For the love of English


Given the Scottish government’s emphasis on literacy it is no surprise that the recent debate on Excellence in English was a lively event. Chaired by Marc Lambert of the Scottish Book Trust, the panellists – Lisa Sorbie of Perth High School, Yvonne Gerrard, Education Scotland’s literacy and English team leader, and irrepressible Scottish novelist, Janice Galloway, seemed to agree on most things.
English teaching required a rich variety of texts. The cultural tradition remained crucial but modern writing, Scottish writing, and work in translation were also vital.
An active learning approach, in which students learned from each other as well as from the teacher and which developed practical skills of critical and discriminating reading was essential.
Contemporary forms and genres and new media, all had their place in the English classroom. Structured language skills, including grammar and spelling, were essential but there could be no return to old forms of rote learning.
Higher order skills were of the essence but there was no dispute that the effective mastery of the higher order skills had to be preceded by mastery of the lower order skills: no meaningful evaluation or synthesis was possible without a basic knowledge of grammar or literary terminology.
It was even agreed, more or less, that the proper starting place was where learners were, not the place to which we hoped to direct them.
So far, so consensual, but the consensus soon broke down. Serious questions were posed on the very role of English as a subject and on how English and literacy are perceived in the broader teaching profession.

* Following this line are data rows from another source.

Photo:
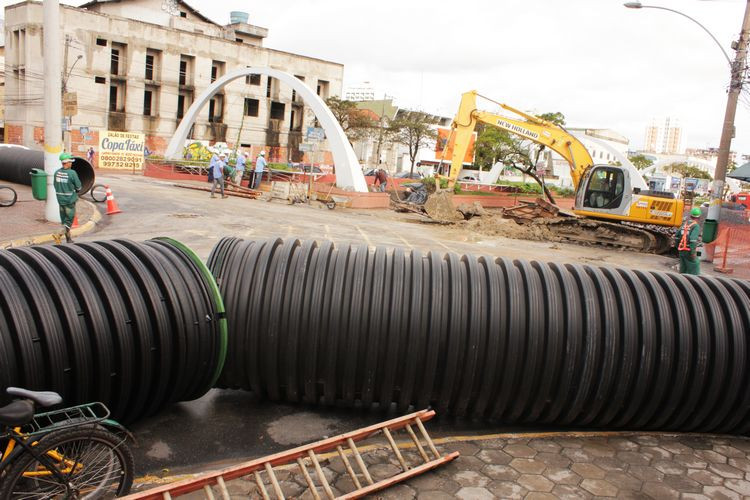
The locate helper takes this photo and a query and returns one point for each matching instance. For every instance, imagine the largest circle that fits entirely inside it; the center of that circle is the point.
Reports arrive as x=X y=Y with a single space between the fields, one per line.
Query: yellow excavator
x=613 y=203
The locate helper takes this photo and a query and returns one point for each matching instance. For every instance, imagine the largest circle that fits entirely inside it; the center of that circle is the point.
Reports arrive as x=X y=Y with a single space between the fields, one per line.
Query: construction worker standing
x=687 y=244
x=67 y=184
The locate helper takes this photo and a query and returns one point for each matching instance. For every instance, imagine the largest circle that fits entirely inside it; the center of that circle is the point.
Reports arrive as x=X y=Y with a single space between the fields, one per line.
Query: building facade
x=664 y=136
x=137 y=66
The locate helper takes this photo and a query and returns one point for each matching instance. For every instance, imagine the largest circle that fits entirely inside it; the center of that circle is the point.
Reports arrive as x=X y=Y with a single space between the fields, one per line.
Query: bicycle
x=75 y=452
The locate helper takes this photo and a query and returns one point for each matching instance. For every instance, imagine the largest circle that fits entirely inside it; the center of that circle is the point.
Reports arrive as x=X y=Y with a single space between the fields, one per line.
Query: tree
x=640 y=161
x=555 y=117
x=413 y=129
x=356 y=123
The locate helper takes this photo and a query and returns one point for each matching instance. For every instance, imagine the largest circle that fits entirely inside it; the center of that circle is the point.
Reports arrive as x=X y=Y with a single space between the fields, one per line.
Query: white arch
x=348 y=172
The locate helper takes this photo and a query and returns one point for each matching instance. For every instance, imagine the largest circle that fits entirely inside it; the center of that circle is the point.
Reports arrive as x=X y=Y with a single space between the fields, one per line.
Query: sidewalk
x=542 y=466
x=24 y=223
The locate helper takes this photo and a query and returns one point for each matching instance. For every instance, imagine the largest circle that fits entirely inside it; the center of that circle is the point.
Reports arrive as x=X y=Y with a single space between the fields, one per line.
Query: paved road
x=153 y=207
x=536 y=467
x=226 y=426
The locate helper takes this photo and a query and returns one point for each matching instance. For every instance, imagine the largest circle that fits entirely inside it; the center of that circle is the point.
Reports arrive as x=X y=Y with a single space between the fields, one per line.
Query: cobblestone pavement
x=622 y=465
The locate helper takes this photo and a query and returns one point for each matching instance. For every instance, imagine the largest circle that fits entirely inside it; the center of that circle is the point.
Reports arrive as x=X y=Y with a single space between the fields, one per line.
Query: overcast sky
x=598 y=63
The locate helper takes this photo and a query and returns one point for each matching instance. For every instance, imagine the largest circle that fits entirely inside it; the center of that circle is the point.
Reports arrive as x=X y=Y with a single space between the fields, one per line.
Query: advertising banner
x=121 y=150
x=442 y=142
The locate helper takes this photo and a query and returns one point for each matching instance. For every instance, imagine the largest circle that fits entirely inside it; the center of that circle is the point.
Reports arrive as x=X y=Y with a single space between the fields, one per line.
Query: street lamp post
x=738 y=69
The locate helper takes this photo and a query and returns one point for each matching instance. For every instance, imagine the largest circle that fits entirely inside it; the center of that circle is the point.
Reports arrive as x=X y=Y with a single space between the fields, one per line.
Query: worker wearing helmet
x=67 y=184
x=687 y=243
x=260 y=167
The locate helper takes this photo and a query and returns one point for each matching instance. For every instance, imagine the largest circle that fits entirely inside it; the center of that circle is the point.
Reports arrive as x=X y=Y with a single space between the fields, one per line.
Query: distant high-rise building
x=361 y=92
x=664 y=136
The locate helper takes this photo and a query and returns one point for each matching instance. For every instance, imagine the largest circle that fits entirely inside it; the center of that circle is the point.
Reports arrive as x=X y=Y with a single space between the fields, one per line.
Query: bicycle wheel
x=8 y=196
x=95 y=463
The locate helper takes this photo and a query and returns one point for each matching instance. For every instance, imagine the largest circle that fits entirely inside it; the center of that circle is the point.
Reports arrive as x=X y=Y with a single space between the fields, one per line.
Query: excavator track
x=611 y=234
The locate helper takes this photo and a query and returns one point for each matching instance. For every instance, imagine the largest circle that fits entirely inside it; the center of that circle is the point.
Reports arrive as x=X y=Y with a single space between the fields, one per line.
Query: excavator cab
x=605 y=188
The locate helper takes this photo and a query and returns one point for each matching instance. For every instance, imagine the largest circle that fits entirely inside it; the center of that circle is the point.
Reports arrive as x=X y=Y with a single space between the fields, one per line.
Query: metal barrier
x=732 y=251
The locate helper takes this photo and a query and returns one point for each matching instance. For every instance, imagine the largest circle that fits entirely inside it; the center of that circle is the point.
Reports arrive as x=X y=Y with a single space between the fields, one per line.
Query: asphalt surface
x=227 y=426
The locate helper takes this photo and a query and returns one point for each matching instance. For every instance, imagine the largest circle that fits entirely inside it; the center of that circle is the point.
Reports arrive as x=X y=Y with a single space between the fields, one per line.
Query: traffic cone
x=112 y=207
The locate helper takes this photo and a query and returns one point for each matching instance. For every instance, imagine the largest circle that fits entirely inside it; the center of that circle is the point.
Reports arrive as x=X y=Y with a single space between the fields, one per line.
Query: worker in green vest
x=67 y=184
x=687 y=244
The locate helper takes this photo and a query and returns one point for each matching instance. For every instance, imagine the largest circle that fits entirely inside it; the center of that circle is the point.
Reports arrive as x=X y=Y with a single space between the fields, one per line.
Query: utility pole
x=727 y=133
x=66 y=132
x=52 y=103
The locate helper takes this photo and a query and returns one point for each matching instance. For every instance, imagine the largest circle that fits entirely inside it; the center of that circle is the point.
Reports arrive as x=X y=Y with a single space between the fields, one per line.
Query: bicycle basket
x=75 y=416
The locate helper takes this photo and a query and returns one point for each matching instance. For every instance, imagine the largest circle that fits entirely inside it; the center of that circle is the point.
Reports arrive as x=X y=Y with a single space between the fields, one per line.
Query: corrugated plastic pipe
x=135 y=325
x=17 y=162
x=512 y=341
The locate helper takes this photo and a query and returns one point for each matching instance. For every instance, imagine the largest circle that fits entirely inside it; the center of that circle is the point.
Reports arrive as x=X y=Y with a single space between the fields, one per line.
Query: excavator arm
x=531 y=127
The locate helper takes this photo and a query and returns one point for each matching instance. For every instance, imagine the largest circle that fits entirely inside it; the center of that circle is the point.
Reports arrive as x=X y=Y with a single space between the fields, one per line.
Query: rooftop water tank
x=237 y=16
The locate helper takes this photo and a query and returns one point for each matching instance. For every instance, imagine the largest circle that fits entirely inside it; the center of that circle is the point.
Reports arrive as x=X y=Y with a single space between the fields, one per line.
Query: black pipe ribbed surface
x=16 y=163
x=134 y=325
x=507 y=340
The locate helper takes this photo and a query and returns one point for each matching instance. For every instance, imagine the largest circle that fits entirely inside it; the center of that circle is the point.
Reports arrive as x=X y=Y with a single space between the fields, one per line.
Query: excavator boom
x=533 y=128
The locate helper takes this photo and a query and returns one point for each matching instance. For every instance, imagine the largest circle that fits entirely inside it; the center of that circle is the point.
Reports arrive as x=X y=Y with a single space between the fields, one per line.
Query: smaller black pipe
x=17 y=162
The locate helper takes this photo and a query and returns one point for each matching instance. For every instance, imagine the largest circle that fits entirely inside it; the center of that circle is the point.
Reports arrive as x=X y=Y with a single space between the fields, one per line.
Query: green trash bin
x=710 y=227
x=39 y=184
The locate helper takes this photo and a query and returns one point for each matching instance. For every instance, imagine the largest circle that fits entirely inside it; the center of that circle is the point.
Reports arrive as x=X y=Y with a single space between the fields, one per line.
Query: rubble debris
x=472 y=210
x=528 y=211
x=439 y=207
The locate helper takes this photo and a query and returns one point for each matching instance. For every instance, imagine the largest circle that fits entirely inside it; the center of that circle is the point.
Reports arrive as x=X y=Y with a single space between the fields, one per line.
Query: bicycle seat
x=41 y=398
x=17 y=413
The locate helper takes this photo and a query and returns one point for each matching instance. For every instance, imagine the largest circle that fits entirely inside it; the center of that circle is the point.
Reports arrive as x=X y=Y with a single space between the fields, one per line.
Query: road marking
x=367 y=239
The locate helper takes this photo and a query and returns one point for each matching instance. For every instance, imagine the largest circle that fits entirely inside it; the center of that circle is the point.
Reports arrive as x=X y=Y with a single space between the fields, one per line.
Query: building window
x=187 y=68
x=114 y=64
x=180 y=106
x=183 y=72
x=153 y=60
x=216 y=109
x=184 y=99
x=251 y=107
x=217 y=70
x=117 y=59
x=147 y=98
x=113 y=97
x=277 y=110
x=294 y=92
x=149 y=67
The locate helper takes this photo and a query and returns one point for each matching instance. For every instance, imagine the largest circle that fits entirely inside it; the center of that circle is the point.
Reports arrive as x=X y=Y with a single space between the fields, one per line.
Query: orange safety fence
x=732 y=250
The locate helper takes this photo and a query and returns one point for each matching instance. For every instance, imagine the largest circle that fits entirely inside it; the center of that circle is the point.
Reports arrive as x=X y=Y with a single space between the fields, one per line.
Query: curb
x=46 y=238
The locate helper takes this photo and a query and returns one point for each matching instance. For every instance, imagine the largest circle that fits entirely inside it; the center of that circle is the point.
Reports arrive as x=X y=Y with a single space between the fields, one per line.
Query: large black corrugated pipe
x=134 y=325
x=507 y=340
x=16 y=163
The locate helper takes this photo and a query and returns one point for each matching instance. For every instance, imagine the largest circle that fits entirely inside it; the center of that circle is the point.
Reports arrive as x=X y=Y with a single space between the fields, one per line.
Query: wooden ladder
x=362 y=481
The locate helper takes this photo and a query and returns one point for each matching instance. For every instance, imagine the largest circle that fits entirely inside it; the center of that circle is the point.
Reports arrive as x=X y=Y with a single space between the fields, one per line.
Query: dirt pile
x=497 y=226
x=439 y=207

One experienced principal teacher of English suggested that there was pressure to minimise the teaching of a broad literary curriculum and press for exam passes by diluting the content. Drill them into regurgitating a memorised essay on each of one poem and one short story, and there’s a better chance of an A grade pass at Higher.
It is the opposite of higher order skills but the product of an output-obsessed system. If it is more than an isolated example, it betrays everything for which quality English teachers have ever stood. The English teacher in question insisted that he entered teaching precisely to teach literature and the worlds which literature could open to young people. He fears that such a stance opens him to ridicule in a results-driven culture.

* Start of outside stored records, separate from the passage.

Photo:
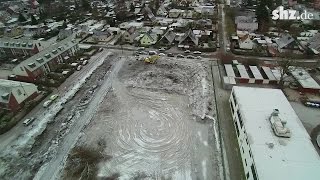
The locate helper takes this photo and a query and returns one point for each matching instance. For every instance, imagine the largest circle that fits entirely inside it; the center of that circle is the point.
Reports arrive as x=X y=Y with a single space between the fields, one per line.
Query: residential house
x=167 y=38
x=14 y=31
x=195 y=3
x=128 y=35
x=14 y=10
x=188 y=14
x=246 y=43
x=16 y=47
x=64 y=33
x=147 y=39
x=14 y=94
x=244 y=19
x=250 y=27
x=189 y=39
x=286 y=43
x=31 y=30
x=101 y=35
x=204 y=23
x=45 y=61
x=314 y=43
x=162 y=11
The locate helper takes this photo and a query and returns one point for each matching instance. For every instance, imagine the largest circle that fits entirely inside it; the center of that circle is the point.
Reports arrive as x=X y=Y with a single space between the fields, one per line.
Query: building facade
x=15 y=94
x=45 y=61
x=272 y=140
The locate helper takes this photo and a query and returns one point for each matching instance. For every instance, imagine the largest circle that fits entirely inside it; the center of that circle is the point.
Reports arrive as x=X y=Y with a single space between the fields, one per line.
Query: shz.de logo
x=290 y=14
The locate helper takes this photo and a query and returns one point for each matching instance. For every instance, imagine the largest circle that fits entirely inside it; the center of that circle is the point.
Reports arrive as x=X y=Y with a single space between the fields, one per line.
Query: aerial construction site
x=127 y=119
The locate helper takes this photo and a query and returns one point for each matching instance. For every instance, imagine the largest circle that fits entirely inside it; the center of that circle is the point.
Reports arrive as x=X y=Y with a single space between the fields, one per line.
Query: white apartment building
x=272 y=140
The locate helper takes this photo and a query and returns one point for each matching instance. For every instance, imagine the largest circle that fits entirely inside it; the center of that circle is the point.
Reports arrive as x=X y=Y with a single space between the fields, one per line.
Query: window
x=254 y=172
x=239 y=117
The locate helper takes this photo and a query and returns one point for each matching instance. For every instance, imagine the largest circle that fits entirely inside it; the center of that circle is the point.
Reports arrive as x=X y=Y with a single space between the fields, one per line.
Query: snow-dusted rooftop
x=268 y=72
x=293 y=158
x=229 y=70
x=243 y=71
x=256 y=73
x=304 y=78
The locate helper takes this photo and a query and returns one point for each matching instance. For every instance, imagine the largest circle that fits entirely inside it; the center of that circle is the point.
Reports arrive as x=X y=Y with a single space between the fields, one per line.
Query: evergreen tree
x=132 y=7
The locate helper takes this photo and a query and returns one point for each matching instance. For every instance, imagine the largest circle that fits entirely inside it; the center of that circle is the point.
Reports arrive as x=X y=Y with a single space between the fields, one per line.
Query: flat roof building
x=306 y=82
x=272 y=140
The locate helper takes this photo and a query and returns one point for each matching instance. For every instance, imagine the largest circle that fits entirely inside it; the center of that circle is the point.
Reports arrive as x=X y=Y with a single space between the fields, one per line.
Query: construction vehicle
x=151 y=59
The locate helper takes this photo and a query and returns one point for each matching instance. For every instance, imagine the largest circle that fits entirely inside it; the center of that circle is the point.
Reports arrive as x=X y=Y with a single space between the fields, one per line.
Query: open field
x=154 y=123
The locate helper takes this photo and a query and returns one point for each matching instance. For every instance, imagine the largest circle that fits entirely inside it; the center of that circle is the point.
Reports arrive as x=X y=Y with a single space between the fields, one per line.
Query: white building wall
x=243 y=140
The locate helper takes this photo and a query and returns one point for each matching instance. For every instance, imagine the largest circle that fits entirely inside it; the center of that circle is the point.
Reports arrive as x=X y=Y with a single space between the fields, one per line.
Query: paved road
x=232 y=163
x=53 y=168
x=7 y=138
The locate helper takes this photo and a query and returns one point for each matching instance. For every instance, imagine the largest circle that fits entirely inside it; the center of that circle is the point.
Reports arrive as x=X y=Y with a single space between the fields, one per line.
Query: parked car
x=47 y=103
x=84 y=62
x=141 y=49
x=162 y=49
x=54 y=97
x=152 y=52
x=180 y=56
x=196 y=52
x=170 y=55
x=28 y=121
x=191 y=57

Even more concerning was the suggestion that while literacy across the curriculum (and across the school) was now a much vaunted target, it was, in practical terms, derided or ignored.
Tales abounded of misspelled and ungrammatical teachers’ corrections, reports and hand-outs, even from English teachers.
Another experienced principal teacher related the tale of a poorly punctuated, internal school communication from the senior management team to staff. When he respectfully suggested that perhaps it would read better if the punctuation were inserted, the response from the irate depute head was “I don’t do punctuation”.
There was a palpable sense of English teachers feeling under pressure, derided as pedants and dismissed as upholders of an outmoded concept of culture. Perhaps the time has come for English teachers to reassert Santayana’s wonderful aphorism: “For an idea ever to be fashionable is ominous, since it must afterwards always be old-fashioned.”
Perhaps, even briefly, English teachers require to insist that their priority for professional debate and development is the resolution, not of how to teach their subject, but why teach it in the first place. From that would flow questions around what should be the key content of a subject area which always requires to be vitally alive to the contemporary but, equally, continuously mindful of the traditions.